Level 1 Criteria
-
C Class-level RCT
- The study uses a randomized cross-over design at the peer-group level (student level), which is acceptable under the ERCT exception for personal tutoring interventions.
- "Students were randomly assigned to two groups, respecting the constraint that students who regularly worked together in class during peer instruction were placed in the same group..." (p. 7)
- Relevant Quotes: 1) "Students were randomly assigned to two groups, respecting the constraint that students who regularly worked together in class during peer instruction were placed in the same group in order to maximize the effectiveness of their in-class learning." (p. 7) 2) "The structure of the experimental condition differed from the control condition in that all interactions and feedback were with an Al tutor, rather than with peer-instruction followed by instructor feedback." (p. 8) 3) "Working with an expert personal tutor is generally regarded as the most efficient form of education... What if an AI tutor could mimic the learning experience one would get from an expert (human) tutor?" (p. 2) Detailed Analysis: The study randomizes students (grouped by their small peer instruction clusters) to either the AI condition or the in-class condition. While this is technically not a "Class-level" randomization (as it occurs within a single course), the ERCT standard provides an exception for interventions designed for personal teaching or tutoring. The paper explicitly frames the intervention as "AI tutoring" intended to mimic "one-on-one tutoring." Therefore, the student-level (or small group-level) randomization is acceptable under the exception. Final sentence: The criterion is met because the intervention is a personal tutoring tool, allowing for the student-level randomization exception.
-
E Exam-based Assessment
- Outcomes were measured using custom pre- and post-tests designed for the specific lessons, not standardized exam-based assessments.

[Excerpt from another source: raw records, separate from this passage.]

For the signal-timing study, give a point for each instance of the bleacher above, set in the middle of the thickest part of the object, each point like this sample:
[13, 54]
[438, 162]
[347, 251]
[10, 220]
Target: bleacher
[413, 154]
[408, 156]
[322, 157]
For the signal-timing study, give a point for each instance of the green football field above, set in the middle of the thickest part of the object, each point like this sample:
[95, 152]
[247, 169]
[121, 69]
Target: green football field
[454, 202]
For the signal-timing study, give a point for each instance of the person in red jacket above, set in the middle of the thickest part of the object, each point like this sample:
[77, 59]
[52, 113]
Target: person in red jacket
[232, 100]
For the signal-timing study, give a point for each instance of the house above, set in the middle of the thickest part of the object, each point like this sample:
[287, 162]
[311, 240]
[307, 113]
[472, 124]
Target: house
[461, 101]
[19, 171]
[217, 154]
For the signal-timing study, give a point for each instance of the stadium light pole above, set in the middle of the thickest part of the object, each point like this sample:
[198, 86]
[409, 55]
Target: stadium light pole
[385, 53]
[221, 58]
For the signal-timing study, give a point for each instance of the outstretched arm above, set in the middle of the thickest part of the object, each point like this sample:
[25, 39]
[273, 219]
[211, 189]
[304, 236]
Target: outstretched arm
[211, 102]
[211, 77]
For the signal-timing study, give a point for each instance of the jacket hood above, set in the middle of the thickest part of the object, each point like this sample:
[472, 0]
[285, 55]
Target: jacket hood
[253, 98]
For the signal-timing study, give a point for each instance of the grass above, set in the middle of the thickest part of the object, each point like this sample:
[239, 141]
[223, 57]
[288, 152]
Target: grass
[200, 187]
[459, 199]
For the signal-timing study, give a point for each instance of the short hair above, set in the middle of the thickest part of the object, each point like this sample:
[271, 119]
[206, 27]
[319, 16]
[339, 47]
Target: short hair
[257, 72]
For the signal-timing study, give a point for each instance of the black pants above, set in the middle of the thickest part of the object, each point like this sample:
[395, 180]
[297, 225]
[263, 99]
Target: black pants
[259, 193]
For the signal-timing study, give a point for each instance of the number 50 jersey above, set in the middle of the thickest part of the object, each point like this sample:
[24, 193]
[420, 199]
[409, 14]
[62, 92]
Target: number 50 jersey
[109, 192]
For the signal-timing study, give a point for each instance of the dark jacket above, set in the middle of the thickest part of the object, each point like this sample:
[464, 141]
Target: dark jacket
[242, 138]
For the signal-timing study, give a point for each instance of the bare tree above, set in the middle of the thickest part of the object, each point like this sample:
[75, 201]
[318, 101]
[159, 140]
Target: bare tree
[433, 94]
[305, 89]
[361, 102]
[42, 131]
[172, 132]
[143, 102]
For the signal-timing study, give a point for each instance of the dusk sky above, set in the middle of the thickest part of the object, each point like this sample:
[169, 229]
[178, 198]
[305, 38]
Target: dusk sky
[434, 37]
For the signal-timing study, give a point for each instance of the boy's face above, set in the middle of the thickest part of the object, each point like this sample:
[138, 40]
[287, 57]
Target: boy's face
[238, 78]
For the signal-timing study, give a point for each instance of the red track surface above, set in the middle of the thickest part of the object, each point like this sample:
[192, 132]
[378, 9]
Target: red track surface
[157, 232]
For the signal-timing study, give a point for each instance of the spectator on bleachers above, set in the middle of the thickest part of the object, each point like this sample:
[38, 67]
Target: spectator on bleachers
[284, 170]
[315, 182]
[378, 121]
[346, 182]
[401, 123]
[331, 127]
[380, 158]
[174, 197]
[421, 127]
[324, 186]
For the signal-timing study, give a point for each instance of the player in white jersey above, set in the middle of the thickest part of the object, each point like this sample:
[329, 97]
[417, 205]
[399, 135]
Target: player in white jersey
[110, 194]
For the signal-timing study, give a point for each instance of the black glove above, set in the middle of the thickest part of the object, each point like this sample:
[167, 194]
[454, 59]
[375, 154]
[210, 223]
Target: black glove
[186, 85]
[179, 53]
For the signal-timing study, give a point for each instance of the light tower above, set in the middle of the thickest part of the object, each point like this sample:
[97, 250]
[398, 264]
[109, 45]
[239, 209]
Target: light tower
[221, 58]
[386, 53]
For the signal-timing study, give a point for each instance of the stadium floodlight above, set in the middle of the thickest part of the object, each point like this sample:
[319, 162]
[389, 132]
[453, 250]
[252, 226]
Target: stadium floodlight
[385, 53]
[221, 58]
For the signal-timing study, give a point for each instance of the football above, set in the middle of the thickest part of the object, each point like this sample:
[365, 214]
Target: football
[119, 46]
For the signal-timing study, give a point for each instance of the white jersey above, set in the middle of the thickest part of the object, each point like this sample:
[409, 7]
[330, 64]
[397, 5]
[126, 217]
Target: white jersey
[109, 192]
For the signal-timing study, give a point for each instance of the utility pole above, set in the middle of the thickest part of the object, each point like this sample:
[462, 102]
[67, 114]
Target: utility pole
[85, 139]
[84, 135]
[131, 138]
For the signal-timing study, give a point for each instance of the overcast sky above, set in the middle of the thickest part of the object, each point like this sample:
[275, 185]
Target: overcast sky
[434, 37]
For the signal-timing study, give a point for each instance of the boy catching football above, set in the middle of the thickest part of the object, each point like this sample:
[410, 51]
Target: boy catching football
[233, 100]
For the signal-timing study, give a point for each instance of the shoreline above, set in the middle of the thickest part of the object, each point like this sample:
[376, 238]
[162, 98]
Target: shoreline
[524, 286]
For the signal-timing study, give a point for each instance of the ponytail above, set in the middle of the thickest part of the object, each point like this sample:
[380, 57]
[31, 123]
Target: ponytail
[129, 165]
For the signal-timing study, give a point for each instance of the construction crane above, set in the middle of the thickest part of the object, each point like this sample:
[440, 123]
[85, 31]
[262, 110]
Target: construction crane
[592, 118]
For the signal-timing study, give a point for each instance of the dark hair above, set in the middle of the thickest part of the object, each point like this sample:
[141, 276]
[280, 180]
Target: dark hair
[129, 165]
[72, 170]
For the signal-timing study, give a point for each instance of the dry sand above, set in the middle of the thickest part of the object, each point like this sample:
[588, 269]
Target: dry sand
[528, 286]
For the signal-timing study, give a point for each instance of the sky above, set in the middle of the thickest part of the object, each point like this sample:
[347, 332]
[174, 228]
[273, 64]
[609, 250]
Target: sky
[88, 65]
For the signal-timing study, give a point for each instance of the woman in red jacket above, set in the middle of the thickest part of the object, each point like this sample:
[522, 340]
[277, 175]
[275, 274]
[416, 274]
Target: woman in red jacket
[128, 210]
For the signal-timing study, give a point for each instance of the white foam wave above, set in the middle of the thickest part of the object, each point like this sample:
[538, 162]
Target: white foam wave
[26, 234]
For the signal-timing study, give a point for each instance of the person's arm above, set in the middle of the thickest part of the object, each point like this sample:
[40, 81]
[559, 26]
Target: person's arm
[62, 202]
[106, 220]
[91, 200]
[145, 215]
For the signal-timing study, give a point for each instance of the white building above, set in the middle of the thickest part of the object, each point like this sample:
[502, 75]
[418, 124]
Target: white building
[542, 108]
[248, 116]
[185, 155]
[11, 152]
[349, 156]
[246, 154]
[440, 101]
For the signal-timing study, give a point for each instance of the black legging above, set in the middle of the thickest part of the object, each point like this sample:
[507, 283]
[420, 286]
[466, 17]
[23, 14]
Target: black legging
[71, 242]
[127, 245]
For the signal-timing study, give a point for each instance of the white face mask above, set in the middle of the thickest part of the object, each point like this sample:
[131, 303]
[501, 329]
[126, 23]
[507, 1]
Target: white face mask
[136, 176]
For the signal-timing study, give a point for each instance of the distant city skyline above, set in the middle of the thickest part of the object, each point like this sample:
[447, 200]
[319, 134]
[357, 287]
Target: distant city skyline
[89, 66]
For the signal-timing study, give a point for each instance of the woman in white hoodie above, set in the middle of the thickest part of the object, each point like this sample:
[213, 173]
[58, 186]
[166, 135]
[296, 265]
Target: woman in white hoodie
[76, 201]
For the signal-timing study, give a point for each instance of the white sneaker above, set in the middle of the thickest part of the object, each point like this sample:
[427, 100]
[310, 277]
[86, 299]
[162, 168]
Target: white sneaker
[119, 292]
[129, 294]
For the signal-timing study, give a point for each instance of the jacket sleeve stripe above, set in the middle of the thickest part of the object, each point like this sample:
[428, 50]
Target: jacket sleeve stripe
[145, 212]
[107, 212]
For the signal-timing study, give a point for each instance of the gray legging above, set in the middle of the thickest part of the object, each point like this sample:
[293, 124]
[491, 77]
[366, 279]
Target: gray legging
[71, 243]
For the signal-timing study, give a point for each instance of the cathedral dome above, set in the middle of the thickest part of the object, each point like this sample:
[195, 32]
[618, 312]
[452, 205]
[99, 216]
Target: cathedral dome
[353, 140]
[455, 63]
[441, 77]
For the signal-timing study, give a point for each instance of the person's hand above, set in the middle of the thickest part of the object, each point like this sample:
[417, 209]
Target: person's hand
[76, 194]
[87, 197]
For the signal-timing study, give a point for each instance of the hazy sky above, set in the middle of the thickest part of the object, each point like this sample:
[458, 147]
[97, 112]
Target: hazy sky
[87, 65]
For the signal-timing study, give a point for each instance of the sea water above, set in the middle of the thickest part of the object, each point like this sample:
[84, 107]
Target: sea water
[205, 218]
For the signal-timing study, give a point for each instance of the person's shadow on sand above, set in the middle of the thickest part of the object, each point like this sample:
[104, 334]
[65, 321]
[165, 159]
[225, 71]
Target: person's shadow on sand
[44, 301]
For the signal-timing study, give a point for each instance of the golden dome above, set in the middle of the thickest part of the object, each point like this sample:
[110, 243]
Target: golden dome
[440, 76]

- "Following each lesson, students completed post-tests to measure content mastery..." (p. 2)
- Relevant Quotes: 1) "To establish baseline knowledge, students from both groups completed a pre-test prior to each lesson... Following each lesson, students completed post-tests to measure content mastery" (p. 2) 2) "To prevent the specific test questions from influencing the teaching or Al tutor design, the tests were constructed by a separate team member... tests were written based on the learning goals for the lesson" (p. 8) Detailed Analysis: The study uses custom-created quizzes (pre- and post-tests) that are specific to the two lessons (surface tension and fluid flow). While the authors used the Force Concept Inventory (FCI) for baseline characterization, the FCI was not the outcome measure for the intervention. The standard requires widely recognized, standardized exams to measure the educational outcome. Custom lesson-aligned tests do not meet this requirement. Final sentence: The criterion is not met because the study relies on custom-designed post-tests rather than standardized exams to measure learning outcomes.
-
T Term Duration
- Outcomes were measured immediately following two single-lesson interventions, falling far short of the one-term duration requirement.
- "The study took place during one of the two meeting of the class during the ninth and tenth weeks of the course." (p. 7)
- Relevant Quotes: 1) "The study took place during one of the two meeting of the class during the ninth and tenth weeks of the course." (p. 7) 2) "Following each lesson, students completed post-tests..." (p. 2) Detailed Analysis: The intervention consisted of two specific lessons occurring in consecutive weeks. The measurement (post-test) occurred immediately after each lesson. The ERCT standard requires that outcomes be measured at least one full academic term after the intervention begins. Here, the measurement was immediate, and the total duration of the study interaction was only two weeks. Final sentence: The criterion is not met because the interval between the start of the intervention and the measurement of outcomes was less than one academic term.
-
D Documented Control Group
- The control group (in-class active learning) is well-documented, including pedagogy, student demographics, and baseline knowledge.
- "All in-class lessons employed research-based best practices for in-class active learning." (p. 7)
- Relevant Quotes: 1) "All in-class lessons employed research-based best practices for in-class active learning... First the instructor introduces an activity, then students work through the activity in self-selected groups..." (p. 7) 2) "The demographics of the two groups were comparable (see table S2A), as were previous measures of their physics background knowledge" (p. 7) Detailed Analysis: The paper provides a detailed description of the control condition, which is the standard "in-class active learning" format for the course. It describes the structure (intro, group work, feedback), the qualifications of the instructors, and the baseline characteristics of the students in that group (via FCI and CLASS scores). This satisfies the requirement for a documented control group. Final sentence: The criterion is met as the paper clearly documents the control group's composition, baseline characteristics, and instructional conditions.